The internal resonance of cable-stayed arch under external excitation on arch with one-to-one internal resonance was investigated.The frequency of the cables and the frequency of the arch were studied, resulting in a one-to-one internal resonance, The coupling nonlinear dynamic equations of the cable-stayed arch derived by using Hamilton principle were used.
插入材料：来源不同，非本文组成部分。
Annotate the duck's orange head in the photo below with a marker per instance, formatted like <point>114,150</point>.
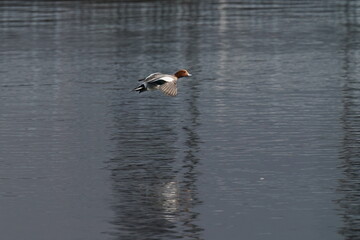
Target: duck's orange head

First, the Galerkin method was used to discrete the nonlinear equation of planar motion. Then, the method of multiple scales was applied to perturb the discrete equations of motion, and the averaged equation under the primary resonances of arch was obtained. The impact of the vibration of the arch over the vibration of cables under external excitation on the arch was studied, and the equilibrium solution, the period solution and chaotic solution of averaging equations were examined. Numerical calculation results have shown that, after the resonance of the arch appears under the external excitation,the resonance of cables is easily excited through the internal resonance between cables and arch, resulting in a larger amplitude of cables. The energy is transferred between the cables and the arch, and the cable-stayed arch show complicated nonlinearity dynamic behavior, such as leap, bifurcation and chaos within the resonance frequency region.